Are the attenuators in the signal path all the time? or are they brought only when needed? And is the same with amplifiers?

Thank you.

 

[Roff]

An amplifier that can amplify millivolt signals cannot handle 50 volt signals. The attenuators are there partly for that reason.

 

[lord loh.]

Okay I am begining to understand a bit now... But then how does one convert the mV into several hundred volts?

 

[Nigel Goodwin]

Okay I am begining to understand a bit now... But then how does one convert the mV into several hundred volts?

With an amplifier!.

The attenuator is basically a 'volume control', your stereo system at home is just the same, the amplifier runs at full gain all the time, and the volume control is an attenuator that reduces the signal going through it.

 

[lord loh.]

So the amplifiers are not adjustable at all????? :shock: :shock: :shock:

 

[Nigel Goodwin]

So the amplifiers are not adjustable at all????? :shock: :shock: :shock:

Not usually, there's no real reason for them to be! - although there are occasional exceptions (like the x10 switch on the front of a scope I mentioned earlier).

 

[lord loh.]

Okay... It mat be fine with the oscilloscope to have an attenuator followed by an amplifier but what about other instruments where hundreds of volts are not required?

A wave analyser block diagram I had in my text book, had the same case.
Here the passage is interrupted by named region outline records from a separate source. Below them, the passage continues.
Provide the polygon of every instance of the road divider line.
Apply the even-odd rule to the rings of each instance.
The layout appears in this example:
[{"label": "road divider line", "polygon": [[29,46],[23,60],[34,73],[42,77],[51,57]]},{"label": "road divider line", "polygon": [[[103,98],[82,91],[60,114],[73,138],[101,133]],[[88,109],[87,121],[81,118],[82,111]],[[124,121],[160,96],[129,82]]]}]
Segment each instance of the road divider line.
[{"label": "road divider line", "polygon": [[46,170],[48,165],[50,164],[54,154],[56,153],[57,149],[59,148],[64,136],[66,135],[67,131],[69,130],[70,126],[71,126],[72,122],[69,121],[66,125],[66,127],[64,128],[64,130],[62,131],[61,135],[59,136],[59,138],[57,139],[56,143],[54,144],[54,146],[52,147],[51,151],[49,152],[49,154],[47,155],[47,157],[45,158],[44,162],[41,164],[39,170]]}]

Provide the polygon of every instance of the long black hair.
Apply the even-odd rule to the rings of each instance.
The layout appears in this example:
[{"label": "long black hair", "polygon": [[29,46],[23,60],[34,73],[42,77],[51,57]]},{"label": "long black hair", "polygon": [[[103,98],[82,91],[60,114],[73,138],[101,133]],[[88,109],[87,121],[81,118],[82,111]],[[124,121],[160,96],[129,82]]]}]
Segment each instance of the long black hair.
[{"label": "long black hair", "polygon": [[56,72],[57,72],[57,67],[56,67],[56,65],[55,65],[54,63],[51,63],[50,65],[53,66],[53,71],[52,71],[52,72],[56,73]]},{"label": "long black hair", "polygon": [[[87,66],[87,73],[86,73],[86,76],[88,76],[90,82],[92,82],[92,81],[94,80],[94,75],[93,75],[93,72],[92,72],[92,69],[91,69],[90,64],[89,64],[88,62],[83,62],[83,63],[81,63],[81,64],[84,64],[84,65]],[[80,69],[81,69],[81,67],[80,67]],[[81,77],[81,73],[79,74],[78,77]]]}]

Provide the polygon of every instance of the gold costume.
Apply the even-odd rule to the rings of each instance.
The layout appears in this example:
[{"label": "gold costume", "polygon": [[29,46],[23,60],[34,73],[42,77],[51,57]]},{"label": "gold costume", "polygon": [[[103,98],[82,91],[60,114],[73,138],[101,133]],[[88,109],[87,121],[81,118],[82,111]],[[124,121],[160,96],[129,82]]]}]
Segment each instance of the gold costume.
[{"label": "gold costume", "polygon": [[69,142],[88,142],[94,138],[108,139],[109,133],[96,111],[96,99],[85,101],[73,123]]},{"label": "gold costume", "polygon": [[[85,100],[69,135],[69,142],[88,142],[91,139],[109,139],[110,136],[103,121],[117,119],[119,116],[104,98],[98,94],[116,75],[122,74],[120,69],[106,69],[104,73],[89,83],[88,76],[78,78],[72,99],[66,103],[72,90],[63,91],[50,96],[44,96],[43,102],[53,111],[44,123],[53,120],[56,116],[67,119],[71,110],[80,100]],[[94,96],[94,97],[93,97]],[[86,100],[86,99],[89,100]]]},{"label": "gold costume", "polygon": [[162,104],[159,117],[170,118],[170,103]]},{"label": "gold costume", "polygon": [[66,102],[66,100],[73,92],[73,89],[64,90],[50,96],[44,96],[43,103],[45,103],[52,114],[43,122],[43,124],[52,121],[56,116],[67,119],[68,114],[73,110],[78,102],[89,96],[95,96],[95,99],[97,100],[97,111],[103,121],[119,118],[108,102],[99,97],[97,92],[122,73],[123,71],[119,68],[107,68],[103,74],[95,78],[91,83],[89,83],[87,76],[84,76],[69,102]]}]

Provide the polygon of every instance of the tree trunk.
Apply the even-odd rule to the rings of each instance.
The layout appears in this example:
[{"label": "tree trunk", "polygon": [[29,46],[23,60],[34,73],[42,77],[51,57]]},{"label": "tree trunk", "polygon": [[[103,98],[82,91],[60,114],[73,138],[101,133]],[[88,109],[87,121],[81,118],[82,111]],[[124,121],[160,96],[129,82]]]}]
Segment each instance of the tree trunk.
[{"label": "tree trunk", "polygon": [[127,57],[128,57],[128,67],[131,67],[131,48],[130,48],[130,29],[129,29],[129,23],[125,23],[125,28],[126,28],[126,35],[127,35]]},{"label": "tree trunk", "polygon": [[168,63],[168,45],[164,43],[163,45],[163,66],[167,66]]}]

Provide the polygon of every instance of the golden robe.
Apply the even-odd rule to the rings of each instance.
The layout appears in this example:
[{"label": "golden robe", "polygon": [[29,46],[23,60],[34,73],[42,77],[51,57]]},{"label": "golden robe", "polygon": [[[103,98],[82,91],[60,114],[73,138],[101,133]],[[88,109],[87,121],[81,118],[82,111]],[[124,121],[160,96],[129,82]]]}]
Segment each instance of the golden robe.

The input was

Signal -> Attenuator -> Amplifier -> [Filters+Amp(active filter)] -> Attenuator -> Scale range amplifier -> meter.

Where meter was supposed to be a D'Arsovnal movement... Now that does not require hundreds of volts... just a few uA....

Now I guess that the third attenuator is meant to set ranges on the scale. Suppose we had a lower attenuation attenuator and no amplifier at all? What would suffer?

I am soory If I am gettin of people's nervers... But I still have not got 100% insight...

Thanks for all the help so far Nigel...

 

[Nigel Goodwin]

It's mostly to do with being versatile - so the unit can accept the widest possible range of signals.

An amplifier has what's called it's "dynamic range", which is the range between the smallest signal it can pass (before amplifier noise becomes a problem) and the highest it can pass (when the amplifier starts to clip). It's vital to keep within this range, and preferably within a smaller section of it, where performance will be the best.

It this particular example, you have a filter in the middle, and this will be even more signal level dependent than a plain amplifier. So the first amplifer is to get small signals amplified to a suiatable level to feed the filter - and it has an attenuator in front so it can take larger signals if required.

You can't generally feed a meter-movement directly, so there's an amplifier feeding that, to increase the sensitivity of the meter. The attenuator in front of that is to allow the meter a wider operating range, just as with your multimeter.

Having done a gig with my daughters band last night, perhaps I can use an audio example to try and make it more clear?.

You have an audio mixer for the band, with various vocal mikes and guitars etc. connected to it. EXACTLY like your diagram these first enter an attenuator, which sets the gain of the input (sometimes it actually alters the gain of the stage directly, by adjusting the feedback round an opamp). If you're direct injecting the guitars (or a keyboard), then the signal level is a LOT higher than a microphone, so you need a LOT more attenuation. There's then an amplifier stage that boosts the signal to a good level, well above the noise floor, but well before the onset of clipping. This signal is then fed through tone control stages (the filter stage in your instrument) - after that it goes to another attenuator control (the slider controlling the volume of that stage), it's then amplified again (just like in your instrument) and sent out to the power amplifier to drive the speakers (the meter-movement in your instrument).

This is all done to keep the signal at an optimum level as it passes through the mixer - just like in your instrument!.